Paradiesvögel in den Foja-Bergen

Unbekannte Tier- und Pflanzenarten inclusive – ein Forscherteam aus US-Amerikanern, Indonesiern und Australiern entdeckte im indonesischen Dschungel ein Stück unberührter Natur. Fraglich ist jetzt, wie lange die unberührte Natur unberührt bleibt

AUS BANGKOK NICOLA GLASS

„Wir haben bislang nur an der Oberfläche gekratzt“, gibt Bruce Beehler, einer der Expeditionsleiter, offen zu. Doch die ersten Erkenntnisse über die „verlorene Welt“ genügten bereits: Die Forscher der Umweltschutzorganisation Conservation International und des Indonesischen Instituts der Wissenschaften sind in heller Aufregung. Im tropischen Regenwald der Foja-Berge – diese liegen im indonesischen Teil Neuguineas – entdeckten sie mehrere Dutzend neuer Vogel-, Schmetterlings- Frosch- und Pflanzenarten.

Unter anderem entdeckten sie einen zur Spezies der Honigfresser gehörenden Vogel, der in der Wissenschaft bisher völlig unbekannt war und zudem als erste neue Vogelart gilt, die seit 60 Jahren auf Neuguinea gesichtet wurde. Zu den weiteren sensationellen Entdeckungen gehört nach ihren Angaben auch ein „Goldsattel“-Baumkänguru, das bis heute als nahezu ausgestorben galt. Man sei vielen Tieren begegnet, die bemerkenswert wenig Angst vor den menschlichen Besuchern gehabt hätten, so Beehler. Manche konnten die Forscher einfach vom Boden aufheben. Zum Bild des „Garten Eden“ gehört auch ein Rhododendron mit Blüten von fast fünfzehn Zentimetern Durchmesser – den vermutlich größten der Welt.

Das entdeckte Gebiet ist 3.000 Quadratkilometer groß, was etwa der Fläche Luxemburgs entspricht. Es habe dort bislang keinen einzigen Pfad und kein Zeichen von menschlicher Zivilisation gegeben, so Bruce Beehler. „Wir sind mit Hubschraubern hergekommen, und es war wirklich schwierig, sich hier vorwärts zu bewegen.“ Begleitet wurde das Forscherteam, das sich im vergangenen Dezember in den nebelumhüllten Foja-Bergen aufgehalten hatte, von zwei einheimischen Führern des Kwerba- und Papasena-Stammes. Laut Beehler seien seine Führer genauso erstaunt gewesen wie die Wissenschaftler selbst: „Kein Bewohner aus ihren Dörfern, nicht einmal ihre Vorfahren, haben dieses Gebiet offenbar jemals betreten.“

Ob die „verlorene Welt“ und sein Regenwald auch weiterhin unberührt bleiben, ist abzuwarten. Denn mit seinen Tropenwäldern und Naturschutzgebieten betreibt das von Wirtschaftskrisen und Korruption geschüttelte Indonesien seit Jahrzehnten massiven Raubbau. Schätzungen von Experten zufolge werden im Inselreich jährlich zwei Millionen Hektar Tropenwald abgeholzt – 70 Prozent davon illegal. Zum Vergleich: Gab es im Jahr 1950 noch rund 162 Millionen Hektar Regenwald, waren es im Jahr 2000 nur noch 98 Millionen. Indonesien bat vor exakt drei Jahren die internationale Gemeinschaft, kein illegal geschlagenes Holz mehr aus dem Land zu kaufen. Doch das ist scheinheilig: Den größten Teil des illegalen Waldeinschlags verarbeitet Indonesien selbst.
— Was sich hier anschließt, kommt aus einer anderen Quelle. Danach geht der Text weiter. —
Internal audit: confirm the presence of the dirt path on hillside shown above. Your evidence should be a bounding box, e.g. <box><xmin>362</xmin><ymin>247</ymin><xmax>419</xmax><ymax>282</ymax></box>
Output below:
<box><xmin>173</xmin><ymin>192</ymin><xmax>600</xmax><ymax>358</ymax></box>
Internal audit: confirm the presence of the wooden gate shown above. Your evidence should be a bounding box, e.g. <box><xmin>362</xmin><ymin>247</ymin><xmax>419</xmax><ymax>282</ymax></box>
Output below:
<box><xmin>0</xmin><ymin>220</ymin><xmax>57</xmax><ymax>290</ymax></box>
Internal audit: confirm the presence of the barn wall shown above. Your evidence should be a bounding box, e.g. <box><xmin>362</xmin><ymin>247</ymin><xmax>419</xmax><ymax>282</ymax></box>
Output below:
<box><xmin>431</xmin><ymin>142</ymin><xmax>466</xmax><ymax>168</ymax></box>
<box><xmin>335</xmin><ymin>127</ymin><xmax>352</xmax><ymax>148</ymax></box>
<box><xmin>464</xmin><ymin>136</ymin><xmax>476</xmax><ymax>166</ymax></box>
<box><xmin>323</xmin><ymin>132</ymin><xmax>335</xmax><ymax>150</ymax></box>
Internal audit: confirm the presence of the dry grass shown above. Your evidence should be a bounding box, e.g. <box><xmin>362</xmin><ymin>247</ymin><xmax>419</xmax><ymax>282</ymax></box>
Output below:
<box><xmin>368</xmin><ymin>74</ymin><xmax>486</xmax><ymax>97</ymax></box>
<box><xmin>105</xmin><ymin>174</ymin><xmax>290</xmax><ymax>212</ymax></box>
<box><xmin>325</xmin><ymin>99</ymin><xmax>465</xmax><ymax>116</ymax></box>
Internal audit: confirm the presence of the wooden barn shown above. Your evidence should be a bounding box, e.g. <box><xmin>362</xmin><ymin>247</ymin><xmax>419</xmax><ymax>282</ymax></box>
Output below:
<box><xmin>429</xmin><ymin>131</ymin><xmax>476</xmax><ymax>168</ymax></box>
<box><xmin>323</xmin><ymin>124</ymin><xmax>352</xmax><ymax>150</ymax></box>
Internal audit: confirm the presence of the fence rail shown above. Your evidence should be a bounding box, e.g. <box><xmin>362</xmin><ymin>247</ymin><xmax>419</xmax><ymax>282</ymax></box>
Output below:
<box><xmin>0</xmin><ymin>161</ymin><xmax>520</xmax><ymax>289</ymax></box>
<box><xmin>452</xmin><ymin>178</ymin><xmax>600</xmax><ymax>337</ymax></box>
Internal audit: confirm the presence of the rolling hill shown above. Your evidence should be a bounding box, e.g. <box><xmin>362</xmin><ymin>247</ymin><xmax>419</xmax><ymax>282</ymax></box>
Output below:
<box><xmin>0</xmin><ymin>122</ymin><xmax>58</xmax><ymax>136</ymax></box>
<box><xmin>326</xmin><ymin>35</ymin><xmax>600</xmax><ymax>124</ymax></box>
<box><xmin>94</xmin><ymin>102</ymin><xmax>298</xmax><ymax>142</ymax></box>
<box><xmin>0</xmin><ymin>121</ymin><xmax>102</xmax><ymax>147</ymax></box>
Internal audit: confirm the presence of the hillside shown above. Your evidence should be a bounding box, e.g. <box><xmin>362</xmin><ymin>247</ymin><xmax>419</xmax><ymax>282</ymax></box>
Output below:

Immer wieder monieren Umweltschützer, dass die Regierung in Jakarta dem Raubbau jahrelang tatenlos zugeschaut habe. Die Gelder wanderten überwiegend in die Taschen politisch einflussreicher Kreise und des Militärs. Als besonders gefährdet gelten derzeit zwei Nationalparks in Nordsumatra. Gerade kritisierten Mitarbeiter des Indonesian Forum for the Environment, dass in beiden Parks massiv illegal gerodet würde. Polizei, Militär und Angehörige der Forstverwaltung seien darin verwickelt.

Den neuen „Garten Eden“ – laut Wissenschaftler Bruce Beehler wohl der „größte ursprüngliche Urwald Asiens“ – ist nach Ansicht des Forscherteams derzeit nicht gefährdet. Die Region liege zu abgeschieden. Doch ganz von der Hand weisen können sie entsprechende Bedenken nicht: Denn die Nachfrage nach tropischen Hölzern ist vor allem in Ostasien ungebrochen.